# DIY Kreg Jig



## woodshopmike (Nov 5, 2013)

*DIY Kreg Jig*










Wanting to use pocket hole joinery but don't want to buy another jig? Make it instead. In this blog post I show to how to make your own Kreg jig in about 10 minutes. I even made a drawing for you guys!

Check out the diy Pocket Hole Jig and let me know what ya think!
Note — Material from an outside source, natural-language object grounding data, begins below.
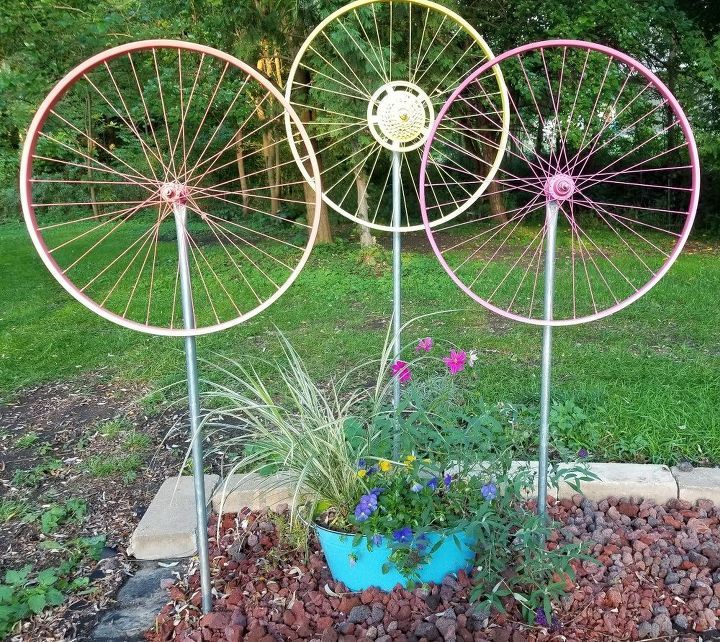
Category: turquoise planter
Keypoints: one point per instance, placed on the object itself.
(358, 568)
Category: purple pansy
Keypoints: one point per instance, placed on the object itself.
(366, 507)
(403, 535)
(421, 541)
(540, 617)
(489, 491)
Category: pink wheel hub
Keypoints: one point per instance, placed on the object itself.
(559, 187)
(174, 193)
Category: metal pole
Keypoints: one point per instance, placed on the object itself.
(396, 187)
(194, 406)
(551, 214)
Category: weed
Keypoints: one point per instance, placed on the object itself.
(24, 593)
(137, 442)
(153, 403)
(27, 441)
(115, 427)
(107, 466)
(74, 510)
(32, 477)
(14, 509)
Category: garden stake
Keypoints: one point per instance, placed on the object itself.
(551, 234)
(601, 147)
(180, 212)
(393, 71)
(397, 302)
(174, 182)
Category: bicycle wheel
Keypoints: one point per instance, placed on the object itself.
(114, 144)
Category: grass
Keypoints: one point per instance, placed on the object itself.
(115, 427)
(647, 378)
(108, 466)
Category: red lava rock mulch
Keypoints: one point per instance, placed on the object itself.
(657, 577)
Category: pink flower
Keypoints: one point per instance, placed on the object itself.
(424, 344)
(401, 371)
(456, 361)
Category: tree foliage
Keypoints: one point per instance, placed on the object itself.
(40, 40)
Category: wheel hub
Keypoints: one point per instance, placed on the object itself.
(174, 193)
(399, 114)
(559, 187)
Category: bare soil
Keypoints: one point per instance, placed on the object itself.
(69, 421)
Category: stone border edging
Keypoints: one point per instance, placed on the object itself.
(167, 529)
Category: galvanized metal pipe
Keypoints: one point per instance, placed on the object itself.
(180, 212)
(551, 215)
(397, 299)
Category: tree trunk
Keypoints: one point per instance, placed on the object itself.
(90, 150)
(493, 191)
(324, 234)
(242, 175)
(269, 156)
(278, 172)
(361, 185)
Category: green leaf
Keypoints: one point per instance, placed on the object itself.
(6, 594)
(18, 577)
(47, 577)
(37, 602)
(54, 597)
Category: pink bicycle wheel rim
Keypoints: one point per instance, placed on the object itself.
(29, 206)
(693, 189)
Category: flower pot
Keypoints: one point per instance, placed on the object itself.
(359, 568)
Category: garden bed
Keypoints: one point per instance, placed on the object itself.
(80, 461)
(658, 576)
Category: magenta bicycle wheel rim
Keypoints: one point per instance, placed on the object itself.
(684, 126)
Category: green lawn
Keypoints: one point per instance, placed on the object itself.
(648, 377)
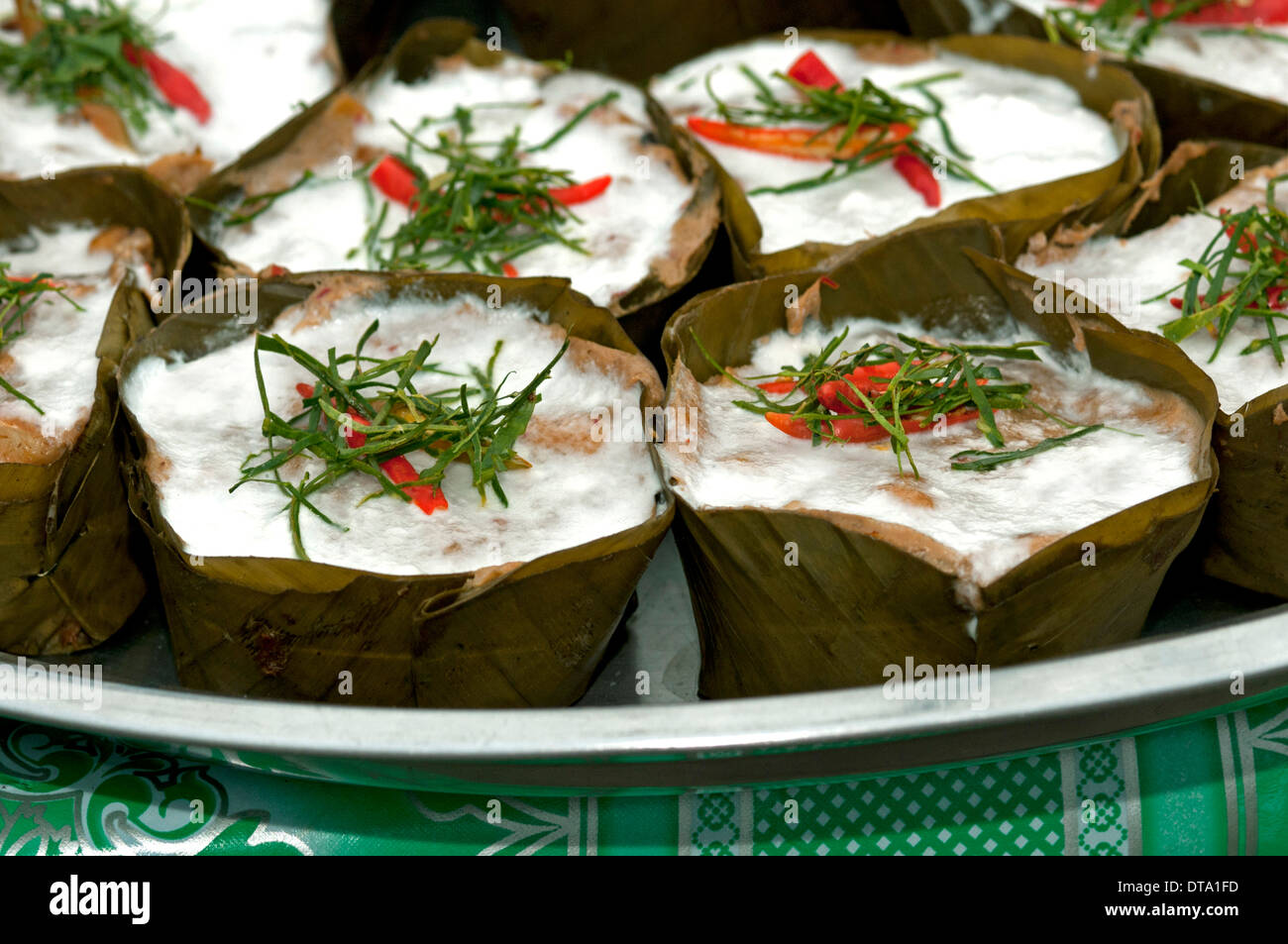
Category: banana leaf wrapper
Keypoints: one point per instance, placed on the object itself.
(68, 575)
(1245, 533)
(1188, 106)
(274, 627)
(1083, 198)
(411, 59)
(855, 603)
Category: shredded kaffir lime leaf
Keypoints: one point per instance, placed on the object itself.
(488, 206)
(1127, 26)
(17, 297)
(850, 110)
(472, 421)
(926, 382)
(1241, 274)
(77, 55)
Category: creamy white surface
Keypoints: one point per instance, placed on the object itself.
(983, 515)
(1249, 63)
(1147, 264)
(623, 230)
(1020, 129)
(253, 60)
(205, 417)
(54, 360)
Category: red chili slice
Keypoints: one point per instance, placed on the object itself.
(399, 471)
(394, 179)
(810, 69)
(802, 143)
(172, 82)
(580, 193)
(919, 176)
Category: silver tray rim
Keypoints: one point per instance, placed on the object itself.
(1031, 706)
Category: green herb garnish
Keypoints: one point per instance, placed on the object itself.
(471, 421)
(77, 55)
(921, 384)
(1119, 26)
(17, 297)
(849, 110)
(484, 209)
(1244, 269)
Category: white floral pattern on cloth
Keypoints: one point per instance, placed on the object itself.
(1102, 798)
(1207, 786)
(111, 797)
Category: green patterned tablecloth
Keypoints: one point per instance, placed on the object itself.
(1212, 786)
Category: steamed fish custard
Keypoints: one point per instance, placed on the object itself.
(513, 168)
(55, 288)
(408, 437)
(835, 143)
(1215, 281)
(970, 452)
(1241, 44)
(174, 84)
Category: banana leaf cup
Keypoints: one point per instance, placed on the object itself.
(1188, 106)
(527, 634)
(1082, 198)
(308, 141)
(857, 599)
(1244, 539)
(68, 575)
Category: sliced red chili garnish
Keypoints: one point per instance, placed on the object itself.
(802, 143)
(918, 175)
(399, 469)
(172, 82)
(810, 69)
(394, 179)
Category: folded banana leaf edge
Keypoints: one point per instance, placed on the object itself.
(69, 576)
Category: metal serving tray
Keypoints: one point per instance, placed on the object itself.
(1199, 633)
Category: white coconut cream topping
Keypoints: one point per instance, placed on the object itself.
(623, 230)
(202, 417)
(990, 522)
(1020, 129)
(1219, 52)
(1122, 274)
(253, 60)
(53, 356)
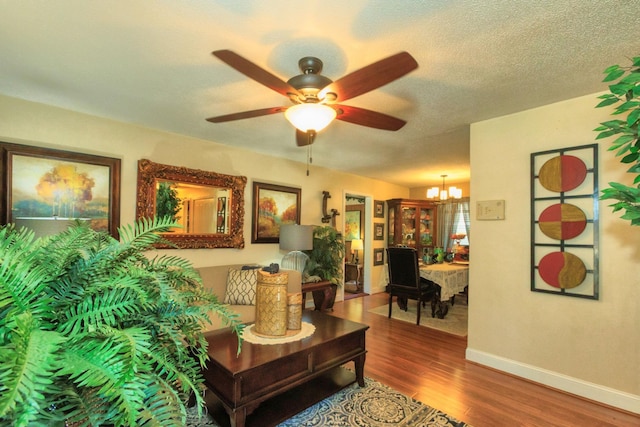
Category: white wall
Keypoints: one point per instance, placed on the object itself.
(37, 124)
(586, 347)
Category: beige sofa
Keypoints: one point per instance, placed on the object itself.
(214, 279)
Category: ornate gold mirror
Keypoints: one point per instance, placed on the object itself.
(208, 205)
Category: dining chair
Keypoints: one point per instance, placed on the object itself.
(405, 282)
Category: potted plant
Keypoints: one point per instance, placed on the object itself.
(167, 201)
(625, 92)
(94, 332)
(326, 260)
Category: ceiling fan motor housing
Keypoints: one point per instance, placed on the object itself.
(310, 82)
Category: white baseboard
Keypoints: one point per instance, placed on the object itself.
(608, 396)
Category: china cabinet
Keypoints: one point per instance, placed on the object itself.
(412, 223)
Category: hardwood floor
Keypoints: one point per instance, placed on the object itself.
(430, 366)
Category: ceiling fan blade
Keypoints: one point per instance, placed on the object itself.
(363, 117)
(255, 72)
(371, 77)
(246, 114)
(304, 138)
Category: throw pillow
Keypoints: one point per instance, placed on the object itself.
(241, 287)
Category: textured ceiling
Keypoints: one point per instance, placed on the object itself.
(150, 63)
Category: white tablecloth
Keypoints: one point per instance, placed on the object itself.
(452, 278)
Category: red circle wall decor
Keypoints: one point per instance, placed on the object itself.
(562, 173)
(562, 270)
(562, 221)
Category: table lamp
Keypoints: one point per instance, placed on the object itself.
(357, 245)
(296, 238)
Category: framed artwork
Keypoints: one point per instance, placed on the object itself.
(378, 231)
(378, 256)
(564, 222)
(273, 205)
(47, 189)
(378, 209)
(352, 224)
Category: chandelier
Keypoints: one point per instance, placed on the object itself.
(442, 194)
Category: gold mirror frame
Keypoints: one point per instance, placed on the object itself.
(148, 175)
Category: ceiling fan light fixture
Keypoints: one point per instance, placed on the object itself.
(310, 116)
(442, 194)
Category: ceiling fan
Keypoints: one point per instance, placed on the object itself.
(316, 96)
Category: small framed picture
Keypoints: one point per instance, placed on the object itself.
(378, 256)
(378, 209)
(273, 205)
(378, 231)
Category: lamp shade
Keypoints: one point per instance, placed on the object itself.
(309, 116)
(294, 237)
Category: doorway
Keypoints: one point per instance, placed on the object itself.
(357, 244)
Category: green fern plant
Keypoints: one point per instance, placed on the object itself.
(93, 331)
(625, 94)
(326, 259)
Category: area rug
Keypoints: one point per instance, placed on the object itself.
(375, 405)
(455, 322)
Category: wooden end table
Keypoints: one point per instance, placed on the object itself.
(267, 384)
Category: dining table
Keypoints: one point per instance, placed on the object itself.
(452, 278)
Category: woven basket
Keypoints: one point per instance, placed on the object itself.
(271, 304)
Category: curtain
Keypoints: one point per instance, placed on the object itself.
(446, 223)
(464, 204)
(448, 218)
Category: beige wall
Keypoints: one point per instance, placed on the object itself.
(37, 124)
(583, 346)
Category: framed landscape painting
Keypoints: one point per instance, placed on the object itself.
(47, 189)
(273, 205)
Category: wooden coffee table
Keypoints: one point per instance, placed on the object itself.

Thanks for reading, have a great day!


----------



## doubleDD (Oct 21, 2012)

This is a good idea when working with different wood thicknesses, you won't have to keep resetting the jig. Good one Mike.


----------



## woodshopmike (Nov 5, 2013)

Thanks Dave! Glad you like the tutorial. This has been a pretty awesome jig and I'm personally surprised how long its lasted considering there is not a metal sleeve in there for the drill to run inside of.


----------



## wormil (Nov 19, 2011)

I considered making one in the past but since I already own a Kreg, the incentive wasn't there. Nice drawing, I'm old fashioned and still prefer 2D.


----------



## woodshopmike (Nov 5, 2013)

Yeah, if you already bought the jig it's wasted time. Glad you like the drawing. I started off on velum in school but industry requires CAD and 3D modeling…


----------